Berbagai makanan dan minuman fermentasi ini mengandung kultur bakteri hidup yang dapat meningkatkan kesehatan pencernaan dan membantu mengurangi gangguan pencernaan. Berikut ini daftar makanan dan minuman fermentasi yang dianjurkan untuk dikonsumsi guna mendukung kesehatan usus berdasarkan sumber terpercaya seperti Times of India.
1. Yogurt
Yogurt merupakan makanan fermentasi yang sudah populer dan dikenal mengandung bakteri baik seperti Lactobacillus bulgaricus dan Streptococcus thermophilus. Kedua kultur ini membantu memulihkan keseimbangan bakteri usus, terutama setelah mengalami gangguan pencernaan. Dianjurkan memilih yogurt tawar tanpa tambahan gula agar tidak memicu pertumbuhan bakteri jahat dalam usus.
2. Kefir
Kefir memiliki tekstur lebih cair dibanding yogurt dan mengandung beragam jenis probiotik yang lebih beragam. Minuman fermentasi ini dibuat melalui fermentasi susu dengan “butiran kefir” sehingga kaya dengan bakteri asam laktat dan ragi baik. Kefir juga dapat dibuat dari susu nabati seperti kelapa yang cocok bagi orang intoleran laktosa.
3. Kimchi
Kimchi adalah makanan fermentasi asal Korea yang terbuat dari sayuran seperti sawi putih, lobak, dan bumbu pedas. Kimchi mengandung Lactobacillus plantarum, bakteri probiotik yang berperan dalam mengatasi peradangan, menyediakan antioksidan, serta membantu menurunkan kadar kolesterol. Sayuran dalam kimchi juga menjadi sumber serat prebiotik yang mendukung pertumbuhan probiotik.
4. Tempe
Tempe adalah makanan fermentasi kacang kedelai khas Indonesia yang tidak hanya sumber probiotik tetapi juga kaya protein nabati dan vitamin B12. Proses fermentasi tempe mengurangi kandungan “anti-nutrien” dalam kedelai sehingga nutrisi lebih mudah diserap tubuh, menjadikannya alternatif sumber protein yang baik terutama bagi vegetarian.
5. Miso
Miso adalah pasta tradisional Jepang yang dibuat dari fermentasi kacang kedelai bersama beras atau barley. Miso mengandung berbagai bakteri baik dan enzim yang mendukung proses pencernaan. Selain itu, miso juga sumber mineral penting seperti seng dan mangan.
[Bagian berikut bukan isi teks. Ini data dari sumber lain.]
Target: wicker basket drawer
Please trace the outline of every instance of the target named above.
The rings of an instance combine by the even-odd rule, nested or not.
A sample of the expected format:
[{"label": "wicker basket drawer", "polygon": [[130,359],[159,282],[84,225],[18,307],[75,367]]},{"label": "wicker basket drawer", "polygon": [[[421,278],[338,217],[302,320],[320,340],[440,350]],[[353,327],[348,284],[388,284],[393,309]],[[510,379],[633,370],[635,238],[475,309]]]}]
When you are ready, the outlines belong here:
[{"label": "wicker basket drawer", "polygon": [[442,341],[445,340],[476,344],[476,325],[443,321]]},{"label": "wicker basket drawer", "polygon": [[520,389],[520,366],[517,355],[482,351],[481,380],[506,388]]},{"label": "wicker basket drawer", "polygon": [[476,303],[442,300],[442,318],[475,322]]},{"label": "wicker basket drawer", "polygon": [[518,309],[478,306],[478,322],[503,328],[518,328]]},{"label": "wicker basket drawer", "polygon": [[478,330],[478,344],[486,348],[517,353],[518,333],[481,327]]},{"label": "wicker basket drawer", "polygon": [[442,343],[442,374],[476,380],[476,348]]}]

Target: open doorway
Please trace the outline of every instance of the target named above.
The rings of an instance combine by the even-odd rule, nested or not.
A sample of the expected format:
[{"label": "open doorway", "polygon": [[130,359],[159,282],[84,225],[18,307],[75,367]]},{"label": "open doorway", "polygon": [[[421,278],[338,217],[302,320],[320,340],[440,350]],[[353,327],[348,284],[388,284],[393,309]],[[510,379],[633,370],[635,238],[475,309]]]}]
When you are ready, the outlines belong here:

Untuk menjaga kandungan probiotik, miso sebaiknya tidak dipanaskan sampai mendidih.
6. Kombucha
Kombucha adalah minuman fermentasi dari teh manis, baik teh hitam maupun hijau, yang difermentasi menggunakan SCOBY (Symbiotic Culture Of Bacteria and Yeast). Minuman berkarbonasi ini memiliki rasa asam ringan dan mengandung probiotik yang membantu pencernaan, detoksifikasi, dan meningkatkan energi. Konsumsi kombucha harus bijak karena mengandung gula alami.
7. Sauerkraut
Sauerkraut merupakan kubis fermentasi yang memiliki rasa asam menyegarkan. Selain kaya serat, sauerkraut juga mengandung bakteri baik yang mampu mendukung kesehatan pencernaan, mengurangi peradangan, dan memperkuat sistem imun. Versi mentah dan tidak dipasteurisasi lebih disarankan karena proses pasteurisasi dapat membunuh bakteri probiotik tersebut.
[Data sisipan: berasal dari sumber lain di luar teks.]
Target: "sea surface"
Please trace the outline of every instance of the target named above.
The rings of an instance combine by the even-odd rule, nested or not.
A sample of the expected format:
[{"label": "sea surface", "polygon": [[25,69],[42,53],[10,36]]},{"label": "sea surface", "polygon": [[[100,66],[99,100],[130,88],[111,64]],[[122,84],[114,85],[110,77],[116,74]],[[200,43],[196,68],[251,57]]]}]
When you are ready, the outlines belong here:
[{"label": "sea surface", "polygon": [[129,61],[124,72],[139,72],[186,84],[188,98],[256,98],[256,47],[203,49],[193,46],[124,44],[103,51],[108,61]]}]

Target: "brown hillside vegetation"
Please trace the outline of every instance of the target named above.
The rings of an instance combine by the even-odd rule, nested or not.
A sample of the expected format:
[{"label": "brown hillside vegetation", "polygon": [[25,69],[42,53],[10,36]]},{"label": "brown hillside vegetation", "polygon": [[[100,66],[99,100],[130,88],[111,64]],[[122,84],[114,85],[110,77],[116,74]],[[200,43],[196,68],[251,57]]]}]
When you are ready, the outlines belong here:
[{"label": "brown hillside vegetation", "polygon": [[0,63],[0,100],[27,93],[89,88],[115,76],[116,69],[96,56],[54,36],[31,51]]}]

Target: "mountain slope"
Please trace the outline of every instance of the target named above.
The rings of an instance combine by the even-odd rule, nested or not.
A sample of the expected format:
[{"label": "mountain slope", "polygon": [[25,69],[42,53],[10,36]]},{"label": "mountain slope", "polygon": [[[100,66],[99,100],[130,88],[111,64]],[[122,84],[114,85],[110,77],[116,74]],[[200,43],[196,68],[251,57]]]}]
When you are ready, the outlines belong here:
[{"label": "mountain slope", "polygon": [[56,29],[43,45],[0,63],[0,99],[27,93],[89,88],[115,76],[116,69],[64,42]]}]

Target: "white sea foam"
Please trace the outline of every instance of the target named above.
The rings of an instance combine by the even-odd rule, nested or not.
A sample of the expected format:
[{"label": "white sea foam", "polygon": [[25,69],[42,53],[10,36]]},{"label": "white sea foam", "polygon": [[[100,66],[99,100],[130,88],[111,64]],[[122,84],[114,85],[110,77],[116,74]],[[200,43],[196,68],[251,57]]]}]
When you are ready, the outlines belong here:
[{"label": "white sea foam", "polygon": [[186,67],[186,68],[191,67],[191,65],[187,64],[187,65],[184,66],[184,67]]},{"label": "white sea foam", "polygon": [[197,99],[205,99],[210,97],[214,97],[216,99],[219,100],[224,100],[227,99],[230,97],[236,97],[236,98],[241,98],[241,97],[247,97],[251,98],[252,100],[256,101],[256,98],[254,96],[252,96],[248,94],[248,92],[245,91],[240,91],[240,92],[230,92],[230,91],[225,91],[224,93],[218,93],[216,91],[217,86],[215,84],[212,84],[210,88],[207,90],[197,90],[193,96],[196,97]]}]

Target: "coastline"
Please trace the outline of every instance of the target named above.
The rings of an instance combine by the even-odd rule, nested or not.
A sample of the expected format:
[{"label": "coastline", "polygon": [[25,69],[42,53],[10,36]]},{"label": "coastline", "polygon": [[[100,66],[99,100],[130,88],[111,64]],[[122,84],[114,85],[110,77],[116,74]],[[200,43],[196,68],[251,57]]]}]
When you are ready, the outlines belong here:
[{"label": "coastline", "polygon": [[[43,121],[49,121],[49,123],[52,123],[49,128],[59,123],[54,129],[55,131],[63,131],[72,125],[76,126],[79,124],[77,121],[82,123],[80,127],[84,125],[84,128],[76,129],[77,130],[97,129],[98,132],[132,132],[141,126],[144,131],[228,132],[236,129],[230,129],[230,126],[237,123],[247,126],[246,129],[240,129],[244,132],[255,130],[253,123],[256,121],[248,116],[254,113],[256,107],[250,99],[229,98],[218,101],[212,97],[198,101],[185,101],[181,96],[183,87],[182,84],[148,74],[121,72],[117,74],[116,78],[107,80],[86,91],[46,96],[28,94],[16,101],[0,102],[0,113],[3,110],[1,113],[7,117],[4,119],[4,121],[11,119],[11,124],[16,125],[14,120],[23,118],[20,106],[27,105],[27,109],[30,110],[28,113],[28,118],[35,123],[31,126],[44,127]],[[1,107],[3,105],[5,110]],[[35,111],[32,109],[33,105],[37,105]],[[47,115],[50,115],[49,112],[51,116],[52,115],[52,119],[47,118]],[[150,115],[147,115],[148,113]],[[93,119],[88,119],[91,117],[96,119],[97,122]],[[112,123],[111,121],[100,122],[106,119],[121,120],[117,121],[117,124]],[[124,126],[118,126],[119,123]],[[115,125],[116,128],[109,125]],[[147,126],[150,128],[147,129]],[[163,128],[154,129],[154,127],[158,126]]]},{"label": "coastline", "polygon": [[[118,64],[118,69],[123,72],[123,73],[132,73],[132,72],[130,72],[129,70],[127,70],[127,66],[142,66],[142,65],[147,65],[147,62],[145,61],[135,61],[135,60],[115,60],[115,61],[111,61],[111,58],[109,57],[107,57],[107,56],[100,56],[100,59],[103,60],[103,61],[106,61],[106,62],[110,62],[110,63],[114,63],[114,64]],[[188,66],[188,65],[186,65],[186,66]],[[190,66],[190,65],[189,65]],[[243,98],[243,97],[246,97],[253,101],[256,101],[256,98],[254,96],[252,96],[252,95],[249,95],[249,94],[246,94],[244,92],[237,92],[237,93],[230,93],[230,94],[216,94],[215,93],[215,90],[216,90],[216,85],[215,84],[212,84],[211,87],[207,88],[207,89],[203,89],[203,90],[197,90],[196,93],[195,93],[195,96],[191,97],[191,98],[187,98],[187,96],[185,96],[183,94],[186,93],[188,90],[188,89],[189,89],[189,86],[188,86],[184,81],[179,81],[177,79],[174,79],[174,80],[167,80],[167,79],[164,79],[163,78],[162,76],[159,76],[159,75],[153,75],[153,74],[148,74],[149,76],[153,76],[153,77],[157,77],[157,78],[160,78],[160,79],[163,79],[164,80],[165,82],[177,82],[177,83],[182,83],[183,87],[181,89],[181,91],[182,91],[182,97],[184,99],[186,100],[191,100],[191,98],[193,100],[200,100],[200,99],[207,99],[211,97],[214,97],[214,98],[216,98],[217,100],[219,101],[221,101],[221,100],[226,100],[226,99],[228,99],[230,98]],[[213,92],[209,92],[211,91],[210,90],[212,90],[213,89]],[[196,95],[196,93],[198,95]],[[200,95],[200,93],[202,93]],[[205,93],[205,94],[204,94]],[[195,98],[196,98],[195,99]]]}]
Makanan dan minuman fermentasi ini terbukti memberikan kontribusi positif bagi kesehatan mikrobioma usus. Selain membantu proses pencernaan, probiotik alami dari fermentasi juga mendukung fungsi kekebalan tubuh dan keseimbangan nutrisi dalam saluran pencernaan. Dengan mengintegrasikan pilihan makanan tersebut dalam pola makan sehari-hari, kesehatan usus dapat terjaga lebih optimal.